The Countess then got down a shopping case, a black plastic one, of a kind that had lately come in fash­ion. She grabbed several items off a shelf so quickly I could not see what they were. And then she did a thing which shot my alarm right up to fascinated horror.

She got down a hypnohelmet and put it in! Deoxygenated as I was from lack of air in that closet, dizzy from paint fumes and plagued with fleas, I did not gather in the first moments the full import of this action. Then I understood completely because it was exactly what I would do.

She was going to get Miss Simmons, under hypnosis, to write a suicide note and then she was going to stamp her into the rug!

My hair stood on end! The Countess Krak was going to commit murder and then get off scot-free! Only if she were caught in the act could the crime be detected! Here was a convicted murderess waltzing about New York, slaughtering at will! And only I knew about it!

I suddenly realized that I COULD act. That helmet she had wouldn't operate at all if I were within a mile or two of the place. The relay breaker switch in my head would make it inoperative. I didn't have to come close to Krak, only within a mile or so. And meanwhile I could call Grafferty and get him there, if not in time to save Simmons, at least in time to catch Krak in the act.

But that address was more than four miles away from where I was, near Rockecenter Plaza. I must hurry!
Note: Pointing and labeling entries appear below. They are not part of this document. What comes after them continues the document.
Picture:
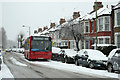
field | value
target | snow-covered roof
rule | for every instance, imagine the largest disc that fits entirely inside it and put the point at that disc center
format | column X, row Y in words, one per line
column 99, row 13
column 113, row 52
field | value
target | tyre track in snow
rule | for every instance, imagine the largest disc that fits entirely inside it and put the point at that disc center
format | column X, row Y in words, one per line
column 38, row 71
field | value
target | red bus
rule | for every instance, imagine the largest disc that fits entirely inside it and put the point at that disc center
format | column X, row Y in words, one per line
column 38, row 47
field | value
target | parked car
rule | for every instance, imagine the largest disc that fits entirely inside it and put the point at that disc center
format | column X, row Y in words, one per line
column 91, row 58
column 113, row 63
column 56, row 53
column 67, row 55
column 104, row 48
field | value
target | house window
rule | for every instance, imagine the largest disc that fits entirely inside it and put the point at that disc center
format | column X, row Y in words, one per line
column 92, row 26
column 86, row 26
column 107, row 23
column 118, row 18
column 100, row 40
column 101, row 24
column 107, row 41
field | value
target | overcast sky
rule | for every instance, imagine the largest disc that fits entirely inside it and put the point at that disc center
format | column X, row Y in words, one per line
column 40, row 13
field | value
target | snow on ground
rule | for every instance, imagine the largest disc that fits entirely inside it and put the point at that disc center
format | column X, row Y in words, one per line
column 77, row 69
column 73, row 68
column 5, row 72
column 14, row 61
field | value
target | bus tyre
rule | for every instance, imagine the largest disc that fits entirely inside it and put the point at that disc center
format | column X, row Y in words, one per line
column 0, row 67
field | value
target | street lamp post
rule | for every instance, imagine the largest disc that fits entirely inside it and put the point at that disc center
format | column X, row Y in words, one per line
column 28, row 27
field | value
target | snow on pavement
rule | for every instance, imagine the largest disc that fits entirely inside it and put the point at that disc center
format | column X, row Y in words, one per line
column 73, row 68
column 5, row 72
column 77, row 69
column 14, row 61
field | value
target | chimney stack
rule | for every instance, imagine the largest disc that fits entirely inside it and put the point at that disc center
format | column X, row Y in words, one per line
column 52, row 25
column 76, row 15
column 62, row 21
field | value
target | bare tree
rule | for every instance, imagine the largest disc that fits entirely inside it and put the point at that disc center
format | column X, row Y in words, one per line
column 74, row 31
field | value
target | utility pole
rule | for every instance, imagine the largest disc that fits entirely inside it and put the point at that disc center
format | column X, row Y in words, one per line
column 28, row 27
column 97, row 6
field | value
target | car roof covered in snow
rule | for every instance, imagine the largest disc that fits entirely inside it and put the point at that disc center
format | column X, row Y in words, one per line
column 93, row 54
column 70, row 52
column 113, row 52
column 55, row 50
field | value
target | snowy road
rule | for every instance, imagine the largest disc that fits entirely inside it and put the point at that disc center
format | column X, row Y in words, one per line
column 22, row 68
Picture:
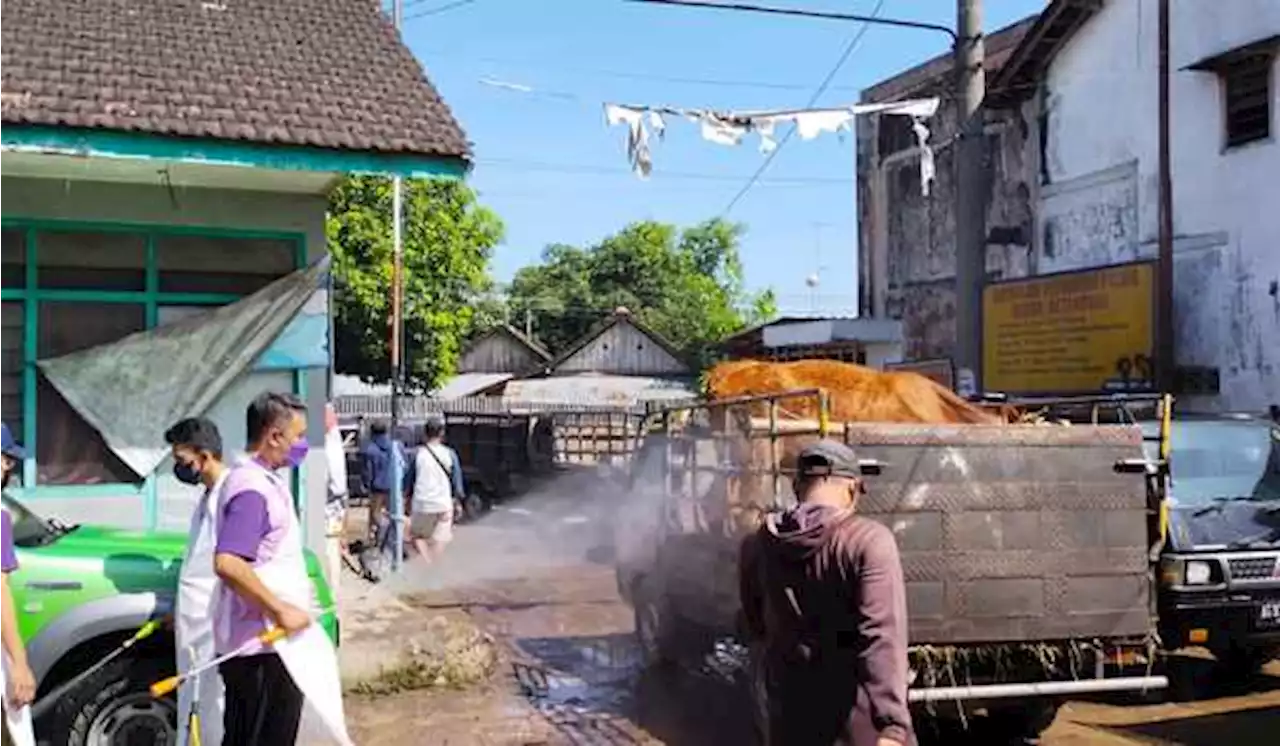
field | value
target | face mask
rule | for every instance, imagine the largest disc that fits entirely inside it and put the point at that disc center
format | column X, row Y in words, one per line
column 186, row 474
column 297, row 453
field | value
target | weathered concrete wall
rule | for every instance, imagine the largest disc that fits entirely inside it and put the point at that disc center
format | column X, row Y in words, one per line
column 1100, row 204
column 155, row 205
column 908, row 239
column 1078, row 166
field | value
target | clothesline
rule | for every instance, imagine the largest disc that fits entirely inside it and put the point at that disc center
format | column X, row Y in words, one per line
column 732, row 127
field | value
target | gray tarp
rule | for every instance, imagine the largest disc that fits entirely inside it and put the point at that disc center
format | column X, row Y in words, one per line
column 132, row 389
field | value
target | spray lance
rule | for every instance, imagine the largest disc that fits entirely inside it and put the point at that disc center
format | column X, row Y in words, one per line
column 272, row 636
column 48, row 701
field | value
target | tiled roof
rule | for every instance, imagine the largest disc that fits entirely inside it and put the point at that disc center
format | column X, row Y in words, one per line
column 323, row 73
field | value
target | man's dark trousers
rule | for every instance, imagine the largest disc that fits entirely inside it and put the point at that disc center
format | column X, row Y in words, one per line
column 264, row 705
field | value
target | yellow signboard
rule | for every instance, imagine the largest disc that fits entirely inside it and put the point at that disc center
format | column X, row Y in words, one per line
column 1070, row 333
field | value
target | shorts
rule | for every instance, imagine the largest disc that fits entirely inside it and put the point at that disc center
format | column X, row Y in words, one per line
column 437, row 527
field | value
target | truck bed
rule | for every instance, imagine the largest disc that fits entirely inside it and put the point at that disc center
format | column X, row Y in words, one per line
column 1008, row 532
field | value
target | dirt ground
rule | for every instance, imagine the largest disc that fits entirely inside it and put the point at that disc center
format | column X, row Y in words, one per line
column 535, row 576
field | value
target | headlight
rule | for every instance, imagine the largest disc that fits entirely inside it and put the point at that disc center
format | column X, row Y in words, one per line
column 1189, row 572
column 1197, row 572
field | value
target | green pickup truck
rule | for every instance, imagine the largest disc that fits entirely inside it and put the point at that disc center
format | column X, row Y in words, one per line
column 80, row 593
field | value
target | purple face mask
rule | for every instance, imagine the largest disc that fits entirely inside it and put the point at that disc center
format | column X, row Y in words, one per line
column 297, row 453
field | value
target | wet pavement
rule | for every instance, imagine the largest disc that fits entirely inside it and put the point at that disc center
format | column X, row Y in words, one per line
column 536, row 577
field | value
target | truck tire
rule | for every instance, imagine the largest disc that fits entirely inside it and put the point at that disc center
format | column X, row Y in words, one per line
column 115, row 706
column 1025, row 722
column 666, row 639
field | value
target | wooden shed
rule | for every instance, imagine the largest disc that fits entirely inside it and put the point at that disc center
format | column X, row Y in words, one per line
column 503, row 349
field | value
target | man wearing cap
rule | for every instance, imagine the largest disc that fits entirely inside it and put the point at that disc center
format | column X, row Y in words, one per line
column 824, row 605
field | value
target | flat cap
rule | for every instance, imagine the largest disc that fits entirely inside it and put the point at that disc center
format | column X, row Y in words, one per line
column 828, row 458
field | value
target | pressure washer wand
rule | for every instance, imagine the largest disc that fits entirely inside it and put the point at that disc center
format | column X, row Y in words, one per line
column 49, row 700
column 265, row 637
column 168, row 685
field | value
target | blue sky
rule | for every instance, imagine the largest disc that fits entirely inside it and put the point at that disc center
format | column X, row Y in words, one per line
column 553, row 170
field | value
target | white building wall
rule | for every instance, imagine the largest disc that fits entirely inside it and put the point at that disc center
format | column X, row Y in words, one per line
column 1100, row 204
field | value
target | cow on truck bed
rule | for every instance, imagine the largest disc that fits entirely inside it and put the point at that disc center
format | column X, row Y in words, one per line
column 1025, row 548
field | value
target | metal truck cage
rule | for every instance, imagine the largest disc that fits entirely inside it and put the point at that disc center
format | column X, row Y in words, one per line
column 741, row 445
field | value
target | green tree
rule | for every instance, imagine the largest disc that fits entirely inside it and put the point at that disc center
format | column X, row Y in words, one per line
column 448, row 241
column 685, row 284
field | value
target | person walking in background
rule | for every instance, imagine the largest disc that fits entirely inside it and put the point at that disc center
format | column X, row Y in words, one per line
column 375, row 462
column 824, row 608
column 196, row 447
column 17, row 682
column 336, row 506
column 437, row 481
I rose up and thrust against the closet door.

IT DIDN'T OPEN!

I pounded on it.

The awful pounding that was going on in the apart­ment was drowning all my hammering from within the closet. I pounded louder. They pounded louder. I yelled. They started yelling at each other to be heard above the din.
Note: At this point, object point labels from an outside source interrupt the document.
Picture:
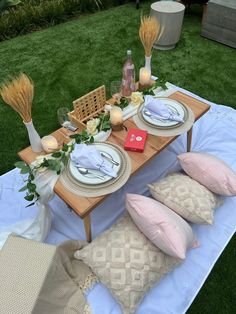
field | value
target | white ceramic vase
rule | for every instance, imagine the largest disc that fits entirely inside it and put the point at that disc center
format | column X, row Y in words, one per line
column 35, row 140
column 148, row 63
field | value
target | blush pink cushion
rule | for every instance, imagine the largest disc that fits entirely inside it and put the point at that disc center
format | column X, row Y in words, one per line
column 210, row 171
column 168, row 231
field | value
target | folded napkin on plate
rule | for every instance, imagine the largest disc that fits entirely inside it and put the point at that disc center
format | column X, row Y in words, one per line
column 87, row 156
column 159, row 110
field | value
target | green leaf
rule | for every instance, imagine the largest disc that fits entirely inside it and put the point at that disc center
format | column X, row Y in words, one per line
column 31, row 177
column 56, row 154
column 31, row 187
column 65, row 148
column 73, row 135
column 29, row 197
column 31, row 204
column 20, row 164
column 24, row 188
column 25, row 169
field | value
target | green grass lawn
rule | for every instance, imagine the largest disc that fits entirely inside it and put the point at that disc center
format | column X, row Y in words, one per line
column 70, row 59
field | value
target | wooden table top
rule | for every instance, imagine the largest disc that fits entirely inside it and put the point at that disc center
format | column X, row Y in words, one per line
column 154, row 145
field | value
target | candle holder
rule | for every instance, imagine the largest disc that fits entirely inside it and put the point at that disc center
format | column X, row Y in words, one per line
column 117, row 127
column 144, row 78
column 49, row 143
column 142, row 87
column 116, row 118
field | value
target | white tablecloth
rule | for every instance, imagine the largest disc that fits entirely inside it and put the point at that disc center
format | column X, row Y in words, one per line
column 214, row 134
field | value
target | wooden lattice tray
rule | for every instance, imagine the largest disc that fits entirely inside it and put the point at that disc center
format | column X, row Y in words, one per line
column 88, row 106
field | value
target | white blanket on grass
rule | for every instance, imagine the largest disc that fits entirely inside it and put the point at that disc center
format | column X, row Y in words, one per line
column 176, row 291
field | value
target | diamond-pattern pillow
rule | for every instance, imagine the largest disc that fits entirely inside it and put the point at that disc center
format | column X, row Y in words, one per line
column 126, row 262
column 186, row 197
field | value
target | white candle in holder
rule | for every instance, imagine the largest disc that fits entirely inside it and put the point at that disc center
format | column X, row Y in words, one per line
column 116, row 115
column 144, row 76
column 116, row 118
column 49, row 143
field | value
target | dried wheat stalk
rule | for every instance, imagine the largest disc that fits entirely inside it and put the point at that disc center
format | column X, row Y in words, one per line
column 19, row 95
column 150, row 30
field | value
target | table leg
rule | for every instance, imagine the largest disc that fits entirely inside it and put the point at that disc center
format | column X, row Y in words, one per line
column 87, row 228
column 189, row 139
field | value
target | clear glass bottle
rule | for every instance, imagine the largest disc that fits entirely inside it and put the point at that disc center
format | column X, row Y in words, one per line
column 128, row 79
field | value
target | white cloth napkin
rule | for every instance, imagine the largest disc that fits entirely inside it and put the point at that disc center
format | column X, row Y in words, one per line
column 87, row 156
column 159, row 110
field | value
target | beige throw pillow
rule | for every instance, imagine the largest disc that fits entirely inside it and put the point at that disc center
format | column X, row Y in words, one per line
column 126, row 262
column 186, row 197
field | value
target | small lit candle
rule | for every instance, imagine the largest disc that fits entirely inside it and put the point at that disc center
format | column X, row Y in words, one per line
column 144, row 76
column 116, row 118
column 49, row 143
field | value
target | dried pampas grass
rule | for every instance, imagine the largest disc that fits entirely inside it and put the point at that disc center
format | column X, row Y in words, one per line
column 19, row 95
column 150, row 30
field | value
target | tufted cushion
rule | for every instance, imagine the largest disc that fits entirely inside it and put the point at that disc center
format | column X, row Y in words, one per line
column 210, row 171
column 167, row 230
column 126, row 262
column 186, row 197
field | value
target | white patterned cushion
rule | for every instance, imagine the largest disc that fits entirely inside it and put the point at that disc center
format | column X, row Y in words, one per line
column 126, row 262
column 186, row 197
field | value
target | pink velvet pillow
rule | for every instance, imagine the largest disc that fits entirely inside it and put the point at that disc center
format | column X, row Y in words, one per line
column 168, row 231
column 210, row 171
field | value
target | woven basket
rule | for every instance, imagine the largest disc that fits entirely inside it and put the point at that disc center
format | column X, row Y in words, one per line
column 88, row 106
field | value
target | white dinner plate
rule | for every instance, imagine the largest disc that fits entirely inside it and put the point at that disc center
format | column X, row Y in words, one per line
column 91, row 177
column 174, row 106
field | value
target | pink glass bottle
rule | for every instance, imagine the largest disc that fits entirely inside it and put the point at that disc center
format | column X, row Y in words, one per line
column 128, row 79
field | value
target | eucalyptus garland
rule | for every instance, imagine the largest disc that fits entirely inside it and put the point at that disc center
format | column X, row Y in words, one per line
column 55, row 162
I put my shoulder to the door and pushed with all my might. All I got was some wet paint on me. I realized they must have piled all the furniture against the door.

I was TRAPPED!

The nausea of claustrophobia gripped me. The only thing I hate worse than space is no space. I got all con­fused. The naked electric light bulb hanging there began to look like a sun trying to suck me in.

I covered up my eyes. I knew I would have to get a grip on myself. My world was coming to pieces but that didn't mean I had to come to pieces, too. Or did it?
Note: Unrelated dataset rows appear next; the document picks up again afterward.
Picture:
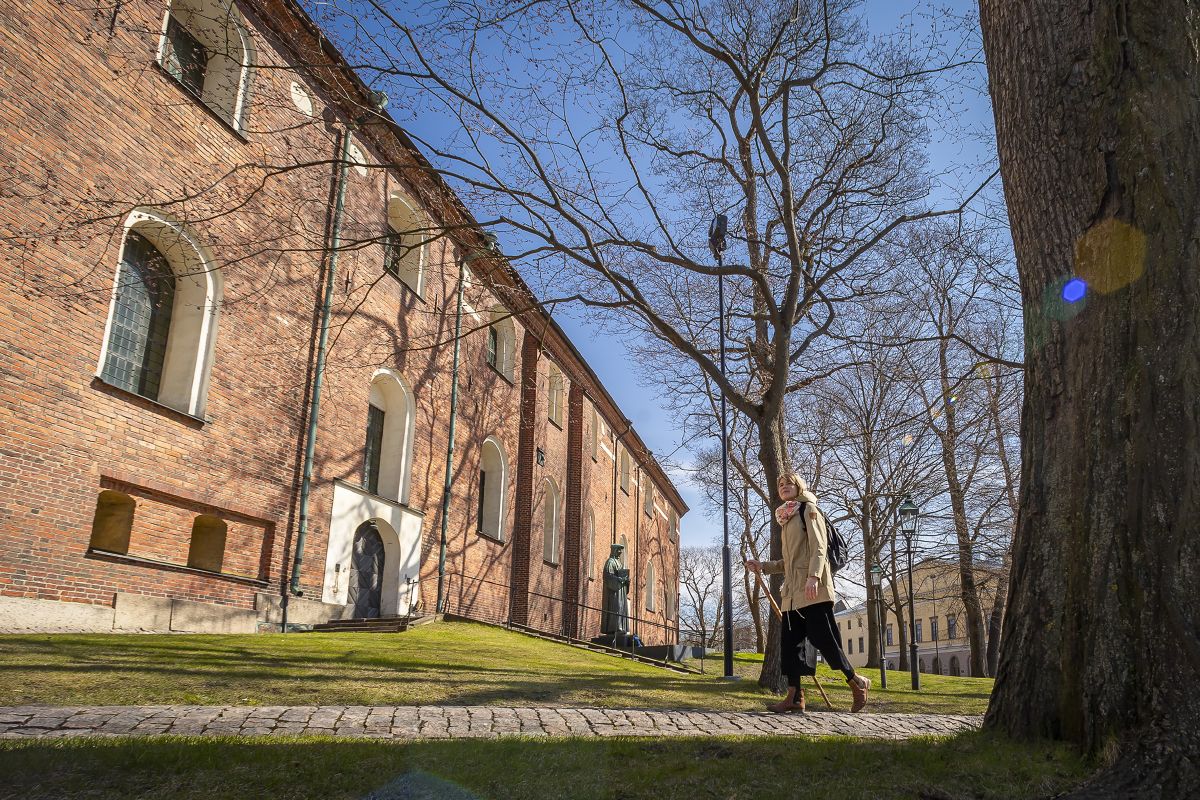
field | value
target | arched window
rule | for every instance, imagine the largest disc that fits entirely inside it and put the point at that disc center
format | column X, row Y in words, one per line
column 113, row 522
column 502, row 341
column 162, row 320
column 492, row 470
column 405, row 251
column 207, row 548
column 207, row 48
column 651, row 605
column 589, row 569
column 550, row 522
column 137, row 340
column 389, row 447
column 555, row 395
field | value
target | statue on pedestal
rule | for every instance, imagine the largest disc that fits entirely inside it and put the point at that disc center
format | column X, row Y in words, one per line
column 615, row 609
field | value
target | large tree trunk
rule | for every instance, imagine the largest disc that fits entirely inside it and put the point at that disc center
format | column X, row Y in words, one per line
column 1098, row 126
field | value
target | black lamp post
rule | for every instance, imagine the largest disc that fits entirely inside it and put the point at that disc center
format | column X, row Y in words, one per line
column 877, row 584
column 909, row 522
column 717, row 242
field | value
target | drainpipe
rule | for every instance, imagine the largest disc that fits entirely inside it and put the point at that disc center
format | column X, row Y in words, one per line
column 489, row 250
column 378, row 102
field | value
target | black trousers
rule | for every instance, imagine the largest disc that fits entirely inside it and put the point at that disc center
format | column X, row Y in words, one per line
column 811, row 625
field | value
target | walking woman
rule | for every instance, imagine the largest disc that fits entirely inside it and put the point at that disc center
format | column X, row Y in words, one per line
column 807, row 596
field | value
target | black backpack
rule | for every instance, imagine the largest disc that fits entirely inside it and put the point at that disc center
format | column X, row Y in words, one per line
column 835, row 548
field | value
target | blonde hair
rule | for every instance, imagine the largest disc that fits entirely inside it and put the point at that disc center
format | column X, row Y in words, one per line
column 795, row 480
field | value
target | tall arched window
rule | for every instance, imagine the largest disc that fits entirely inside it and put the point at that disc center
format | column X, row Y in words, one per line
column 113, row 522
column 589, row 563
column 651, row 605
column 207, row 48
column 550, row 535
column 555, row 395
column 502, row 341
column 406, row 247
column 492, row 480
column 162, row 320
column 137, row 337
column 389, row 447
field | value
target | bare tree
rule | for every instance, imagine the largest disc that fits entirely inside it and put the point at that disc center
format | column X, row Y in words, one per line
column 595, row 150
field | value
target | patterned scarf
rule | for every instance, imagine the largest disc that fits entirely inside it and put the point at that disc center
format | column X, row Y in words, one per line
column 786, row 511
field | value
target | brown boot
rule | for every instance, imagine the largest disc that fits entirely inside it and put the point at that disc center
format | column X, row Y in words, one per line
column 859, row 686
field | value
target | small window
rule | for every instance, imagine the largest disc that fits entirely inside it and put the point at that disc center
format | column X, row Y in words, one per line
column 376, row 419
column 185, row 58
column 207, row 49
column 492, row 346
column 207, row 549
column 594, row 433
column 555, row 396
column 113, row 523
column 405, row 244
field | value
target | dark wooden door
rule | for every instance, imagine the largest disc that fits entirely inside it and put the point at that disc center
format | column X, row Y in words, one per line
column 366, row 571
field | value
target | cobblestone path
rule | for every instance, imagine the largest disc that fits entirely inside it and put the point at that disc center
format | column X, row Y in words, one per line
column 455, row 722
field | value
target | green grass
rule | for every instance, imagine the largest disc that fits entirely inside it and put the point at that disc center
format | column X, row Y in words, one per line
column 971, row 765
column 456, row 663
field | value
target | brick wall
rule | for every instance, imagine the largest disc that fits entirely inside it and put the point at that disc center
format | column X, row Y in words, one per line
column 107, row 131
Gradually I managed to choke back the screams rising in my throat until they were only faint yips. That was better.

Think! I must THINK!

I peered at her viewer. More time had gone by than I had thought. She was riding on a subway train. It made her seem magical. How had she gotten from the secretary's boudoir onto a subway train so quick? Then I remembered that the station was right in the basement of the Empire State Building.

I beat my head with my fist. That helped.

THE RADIO!

I had that radio in here! This time I remembered to push the top button.

Raht answered.

"Get on the phone at once," I said. "Call Police Inspector Bulldog Grafferty and tell him there's going to be a woman murdered in Apartment 21, 352 Bogg Street, Morningside Heights, within the next hour. Tell him to be there!"

"Is this urgent?"

Oh, I could have killed him!"You slip up on this and I'll give your name to Madison as a client!"

"Who is going to murder whom?" said Raht. "How can you tell all the way out there in Africa?"

"Are you going to make that phone call or aren't you?" I seethed. "The assassin pilot is on the way right this minute! The murdered woman will be found stamped into the rug!"

"You seem a little overwrought, Officer Gris."

"Not as overwrought as you'll be if I put a Colt.44 Magnum through your worthless skull!"

"Oh, you're down near Rockecenter Plaza."

(Bleep) him! He'd been holding me on the line to be able to read the distance and direction meter on the radio top!"Repeat that message!" I screamed at him.

He repeated it all back very precisely, the way spies are trained to do.

"Now listen, you bulge-brained (bleepard), if police don't appear there to catch that murderer with the corpse within the hour, you'll be turning in your head."

"Oh, I'll take care of it, Officer Gris. I'm on my way."